Was bringt der Band? Der erste Text, als «Vorwort» überschrieben, macht zunächst einen aktuellen Bezug zur Rolle des Bundesrates während der Corona-Seuche 2020, bietet dann einen Überblick über bisher entstandene Publikationen im Bundesratsprojekt und skizziert in einer sehr kurzen Form das Vorhaben: Aufzeigen von «Kontinuitäten und Wandlungen des Bundesrates während der Anfangsperiode des Bundesstaates von 1848 bis 1874/75 im diachronen Zeitverlauf» (S. 11 f.). Dem folgt ein «Einführung» genannter, analytischer Text mit den wichtigsten Eigenschaften und Spezifika des schweizerischen direkt-demokratischen Regierungssystems mit einer Kollegialregierung als Exekutive. Dabei werden streng politologische Fragen mit Fragen der Wahrnehmung des Kollegialorgans durch Bevölkerung, Medien und Wissenschaft gemischt: Entstanden ist eine farbige Skizzierung der Besonderheiten des Schweizer Modells. Selbstverständlich wird auch hervorgehoben, dass zwar viele Bücher zu Bundesräten und speziellen Fragen bestünden, aber «keine systematische Bundesratsgeschichte» (S. 25).

Es folgen fünf mehr oder minder chronologische Kapitel über die Schaffung der Bundesbehörden, über die «wilden 1850er-Jahre», über die Suche nach Stabilität während der 1860er Jahre, über die Jahre der ersten Bundesverfassungsrevision mit ihren Konflikten sowie über die «Wende von 1874/75»: alle materialreich, im Detail oft schon bekannt, aber dennoch im Zusammenhang mit der Zielsetzung der Studie sinnvoll und argumentativ. Dazu gehören beispielsweise die Ausführungen zur Problematik des «Freisinns» als «freisinnige Grossfamilie» (Gruner), bei der der Autor auch reumütig bekennt, während der vergangenen 30 Jahren dazugelernt zu haben, weshalb er fortan auf den Begriff «FDP» als Parteienbezeichnung für die ersten Jahrzehnte des Bundesstaates verzichten will. Wer das Buch inklusive der Fussnoten liest, ist erstaunt, wie oft die im seinerzeitigen Lexikon-Projekt mitwirkenden Autor*innen wiederholt werden können; eine Sammelanmerkung mit Verweis darauf an anderer Stelle hätte genügt. Es kommt aber auch zum Ausdruck, dass aus dem grossen Projekt andere anregende Publikationen wie zum Beispiel jene von Rolf Holenstein über Bundesrat Ochsenbein entstanden sind.

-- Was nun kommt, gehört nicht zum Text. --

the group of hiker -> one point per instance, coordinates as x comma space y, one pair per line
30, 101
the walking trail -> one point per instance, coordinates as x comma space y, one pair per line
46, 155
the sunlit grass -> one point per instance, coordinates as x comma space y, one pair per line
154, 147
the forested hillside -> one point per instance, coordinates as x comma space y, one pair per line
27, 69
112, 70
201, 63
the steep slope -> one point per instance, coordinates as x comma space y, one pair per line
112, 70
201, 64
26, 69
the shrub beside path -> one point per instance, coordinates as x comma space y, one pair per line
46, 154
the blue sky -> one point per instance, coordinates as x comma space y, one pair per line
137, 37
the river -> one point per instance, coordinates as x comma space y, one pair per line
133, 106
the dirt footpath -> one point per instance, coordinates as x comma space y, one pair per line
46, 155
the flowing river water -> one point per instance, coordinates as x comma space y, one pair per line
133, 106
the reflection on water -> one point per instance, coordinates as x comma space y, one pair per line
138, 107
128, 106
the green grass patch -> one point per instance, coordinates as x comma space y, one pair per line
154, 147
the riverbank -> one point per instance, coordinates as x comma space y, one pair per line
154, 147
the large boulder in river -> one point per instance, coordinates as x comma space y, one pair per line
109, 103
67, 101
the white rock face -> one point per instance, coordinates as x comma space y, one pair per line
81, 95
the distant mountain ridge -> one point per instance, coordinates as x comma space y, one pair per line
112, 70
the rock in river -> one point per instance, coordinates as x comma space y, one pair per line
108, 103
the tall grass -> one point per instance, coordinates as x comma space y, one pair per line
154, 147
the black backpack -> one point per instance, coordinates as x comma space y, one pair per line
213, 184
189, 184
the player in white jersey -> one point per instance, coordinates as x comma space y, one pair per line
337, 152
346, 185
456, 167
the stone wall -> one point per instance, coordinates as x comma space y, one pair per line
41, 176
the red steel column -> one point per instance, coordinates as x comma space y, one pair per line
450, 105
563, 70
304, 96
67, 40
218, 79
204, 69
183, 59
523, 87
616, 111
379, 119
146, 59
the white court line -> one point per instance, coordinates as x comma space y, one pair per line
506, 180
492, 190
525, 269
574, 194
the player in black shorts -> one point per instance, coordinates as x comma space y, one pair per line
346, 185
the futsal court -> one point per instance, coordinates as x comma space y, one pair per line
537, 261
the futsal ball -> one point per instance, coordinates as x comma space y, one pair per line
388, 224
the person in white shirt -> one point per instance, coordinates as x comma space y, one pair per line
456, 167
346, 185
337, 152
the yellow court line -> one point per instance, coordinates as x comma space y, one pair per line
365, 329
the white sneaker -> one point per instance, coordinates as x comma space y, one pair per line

Das Schlusskapitel «Der Bundesrat als nationales Scharnier – eine Bilanz» fasst auf 20 Seiten zusammen und setzt einige eigene Akzente. Dass dabei auch Bekanntes wiederholt wird, liegt auf der Hand. Auch sind nicht alle Schlüsse, die der Autor zieht, wirklich neu. Die unikale Position und Ausgestaltung des Bundesrates ist längst bekannt, und selbstverständlich darf die Staats- und Regierungsgründung als «politisches Wunder» bezeichnet werden (S. 250). Doch eben, andere haben dies – etwas säkularer – auch schon ausgedrückt. Eigenständiger sind für mich allerdings die Ausführungen zur spezifischen Rolle des Bundesrates als «Klammer der Nation», wo die grundsätzliche Problematik des Bundesstaates mit seinen diversen föderalen, sprachlichen und konfessionellen Spannungen im Zentrum steht und mit der Rolle des kollegialen Systems in Verbindung gebracht wird. Dabei kommen auch mehrfach Sichtweisen der im Sonderbundskrieg unterlegenen Kräfte zum Ausdruck, interessant vor allem die Analysen des Luzerner Nationalrates Philipp Anton Segesser, den Altermatt gut in die Gegenwart überträgt. Ein eigentliches Fazit seiner Studie bleibt der Autor dem Leser indessen schuldig – weshalb gegen Ende auch ein Ausblick auf die nächste Periode der «Erosion der Liberalen» eingefügt wird. Gegeben ist damit auch der Anschluss an die angekündigte nächste Publikation.

Zitierweise:
Brändli, Sebastian: Rezension zu: Altermatt, Urs: Vom Unruheherd zur stabilen Republik. Der schweizerische Bundesrat 1848–1875. Teamplayer, Schattenkönige und Sesselkleber, Zürich 2020. Zuerst erschienen in: Schweizerische Zeitschrift für Geschichte 71 (3), 2021, S. 538-539. Online: <https://doi.org/10.24894/2296-6013.00093>.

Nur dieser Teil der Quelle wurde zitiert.